Richland County Council members voted this week to hold their annual retreat in downtown Charleston early next year, despite having multiple local options presented to them and without having cost estimates to factor into their decision.
The retreat, at which council members and staff discuss plans for major policy items for the coming year, will be held Jan. 27-29 at Embassy Suites on Meeting Street. Council voted 8-3 to hold the retreat in Charleston, with council members Julie-Ann Dixon, Bill Malinowski and Seth Rose dissenting.
Dixon, Malinowski and Rose voted to hold the retreat at the Richland County Administration Building in Columbia.
Embassy Suites in Columbia and the YMCA in Lexington were both offered as options for Jan. 27-29.
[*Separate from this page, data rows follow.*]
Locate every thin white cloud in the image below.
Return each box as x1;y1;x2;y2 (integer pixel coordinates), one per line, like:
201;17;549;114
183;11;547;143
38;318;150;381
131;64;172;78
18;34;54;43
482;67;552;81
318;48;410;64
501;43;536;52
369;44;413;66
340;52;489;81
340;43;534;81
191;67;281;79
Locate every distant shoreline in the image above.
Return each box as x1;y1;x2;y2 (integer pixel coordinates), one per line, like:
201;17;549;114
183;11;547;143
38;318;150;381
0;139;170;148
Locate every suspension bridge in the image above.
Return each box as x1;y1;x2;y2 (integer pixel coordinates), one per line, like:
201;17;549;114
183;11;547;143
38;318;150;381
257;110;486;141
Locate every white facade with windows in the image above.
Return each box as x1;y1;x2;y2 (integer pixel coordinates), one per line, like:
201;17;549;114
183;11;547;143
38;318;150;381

Malinowski cited three reasons for holding the retreat locally: to save money, to spend the money within the community and to give citizens an easy opportunity to attend the meeting.
“I think the people should have easy access to the government, and we’re not doing that,” Malinowski said. “Isn’t there also such a thing as leading by example? (If we’re asking people to) contribute more at tax time and tighten their belts, isn’t that what we should be doing?”
County spokeswoman Beverly Harris said there were no cost comparisons immediately available for different locations because details yet to be finalized will factor into the cost estimate. The options presented to council were based only on the facilities’ availability for particular dates, not on cost, Harris said.
Other options offered for different date ranges included the Madren Conference Center in Clemson, the Newberry Firehouse Conference Center, Wild Dunes Resort in Isle of Palms, Embassy Suites in Myrtle Beach and Parklane Adult Activity Center in Columbia.
Councilman Damon Jeter, one of the eight who voted to hold the retreat in Charleston, said going out of town forces council members to commit their time and attention to the work at hand.
“If I’m in Columbia, I tend to say, ‘Well, I guess I could run over here and do a little work and get back in time to talk about this subject,’” said Jeter, a State House lobbyist whose busiest season is in January, when the Legislature reconvenes.
Meeting out of town also puts council members in a better environment to bond with one another outside of council chambers, Jeter said.
The cost of retreating out of town “is a legitimate question,” Jeter said. “But we budget for it every year. ... There’s nothing more important than our annual retreat. It’s money well spent.”
Last year’s council retreat was held at the Wampee Conference Center in Moncks Corner.